Among his targets is the office of successful architect Will Francis (Jude Law), who’s working on the extensive renovation of the old St Pancras Station in King’s Cross to become St Pancras International on Euston Road, London N1.
Amira and Miro live on the Alexandra Road Estate, Rowley Way, South Hampstead NW8 – you might recognise this as the same brutalist concrete estate where Eggsy (Tamron Egerton) lives in Kingsman: The Secret Service.
Will, however, shares a very desirable canalside house with partner Liv (Robin Wright) at 4 St Mark’s Crescent in Primrose Hill, north of Regent’s Park.
His much-burgled ‘Green Effect’ office, supposedly in ‘King’s Cross’, is an old iron foundry, now the Ironworks studios on Dace Road, Hackney E3, overlooking the River Lea.
Avuncular cop Bruno Fella (Ray Winstone) gives Miro a serious talking to in front of Alexandra Palace in Muswell Hill. Built in 1873 to rival South London’s Crystal Palace, the building was twice damaged by fire but went on to become the BBC’s main transmission centre for the 20 years from 1936 to 1956.
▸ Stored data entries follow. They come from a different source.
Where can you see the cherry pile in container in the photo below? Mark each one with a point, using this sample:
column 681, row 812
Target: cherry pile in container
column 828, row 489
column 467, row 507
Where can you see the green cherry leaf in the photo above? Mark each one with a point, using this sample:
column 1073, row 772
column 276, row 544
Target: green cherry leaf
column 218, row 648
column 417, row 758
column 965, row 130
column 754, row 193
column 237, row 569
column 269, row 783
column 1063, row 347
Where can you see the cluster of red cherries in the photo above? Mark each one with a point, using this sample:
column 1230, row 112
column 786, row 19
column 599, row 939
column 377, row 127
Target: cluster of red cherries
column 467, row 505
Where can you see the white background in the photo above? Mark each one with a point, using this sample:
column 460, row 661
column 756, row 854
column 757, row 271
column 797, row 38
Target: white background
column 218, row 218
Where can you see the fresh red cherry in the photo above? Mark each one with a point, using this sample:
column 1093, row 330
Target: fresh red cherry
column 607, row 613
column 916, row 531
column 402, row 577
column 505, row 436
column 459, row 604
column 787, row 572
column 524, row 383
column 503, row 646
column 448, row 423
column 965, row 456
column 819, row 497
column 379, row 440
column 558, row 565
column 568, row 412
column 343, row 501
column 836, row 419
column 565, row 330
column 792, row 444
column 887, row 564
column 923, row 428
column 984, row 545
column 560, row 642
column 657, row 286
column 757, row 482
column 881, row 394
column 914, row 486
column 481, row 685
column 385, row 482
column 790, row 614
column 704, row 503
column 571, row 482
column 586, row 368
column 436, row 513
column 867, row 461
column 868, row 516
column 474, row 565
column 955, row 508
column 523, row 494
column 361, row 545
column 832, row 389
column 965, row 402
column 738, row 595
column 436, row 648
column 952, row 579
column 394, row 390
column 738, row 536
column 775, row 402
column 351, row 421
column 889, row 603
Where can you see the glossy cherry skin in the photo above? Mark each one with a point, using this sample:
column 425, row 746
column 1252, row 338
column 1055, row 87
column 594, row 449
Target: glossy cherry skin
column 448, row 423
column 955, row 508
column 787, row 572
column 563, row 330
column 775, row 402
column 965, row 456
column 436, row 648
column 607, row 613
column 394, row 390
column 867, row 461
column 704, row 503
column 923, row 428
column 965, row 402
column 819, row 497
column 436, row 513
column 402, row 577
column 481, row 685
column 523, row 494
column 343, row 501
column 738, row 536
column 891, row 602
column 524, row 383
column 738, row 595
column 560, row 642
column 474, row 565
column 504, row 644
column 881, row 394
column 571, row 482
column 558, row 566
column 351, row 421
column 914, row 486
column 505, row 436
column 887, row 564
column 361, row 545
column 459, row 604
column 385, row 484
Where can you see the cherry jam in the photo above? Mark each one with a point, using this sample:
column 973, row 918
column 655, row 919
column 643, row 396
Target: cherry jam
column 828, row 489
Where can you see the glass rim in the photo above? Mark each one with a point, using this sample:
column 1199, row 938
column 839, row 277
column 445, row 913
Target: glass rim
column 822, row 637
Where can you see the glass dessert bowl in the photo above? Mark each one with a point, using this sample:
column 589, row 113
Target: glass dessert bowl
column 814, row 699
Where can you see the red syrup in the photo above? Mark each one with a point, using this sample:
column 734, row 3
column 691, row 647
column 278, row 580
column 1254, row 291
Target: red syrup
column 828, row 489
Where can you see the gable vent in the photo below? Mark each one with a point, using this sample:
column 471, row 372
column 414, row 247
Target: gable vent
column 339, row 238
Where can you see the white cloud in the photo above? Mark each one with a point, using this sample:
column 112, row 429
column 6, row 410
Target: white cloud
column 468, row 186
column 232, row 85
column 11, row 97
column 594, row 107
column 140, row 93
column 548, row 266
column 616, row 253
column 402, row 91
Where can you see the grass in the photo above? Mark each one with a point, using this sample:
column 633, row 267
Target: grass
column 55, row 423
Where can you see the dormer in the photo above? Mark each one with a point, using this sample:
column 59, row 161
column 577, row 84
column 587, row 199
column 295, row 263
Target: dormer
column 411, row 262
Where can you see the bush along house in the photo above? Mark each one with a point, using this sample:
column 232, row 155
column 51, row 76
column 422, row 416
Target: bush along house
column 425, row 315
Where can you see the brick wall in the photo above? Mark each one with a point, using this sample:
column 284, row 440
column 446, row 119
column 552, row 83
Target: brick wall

The courthouse, in which Will faces up to his responsibilities and gives Amira and Miro a second chance in life, is Bethnal Green Town Hall, Cambridge Heath Road at Patriot Square, E2. This much used location, which used to house the London Film Office, has been seen in Guy Ritchie’s Lock, Stock And Two Smoking Barrels, Joe Wright’s Atonement and Todd Haynes’ Velvet Goldmine.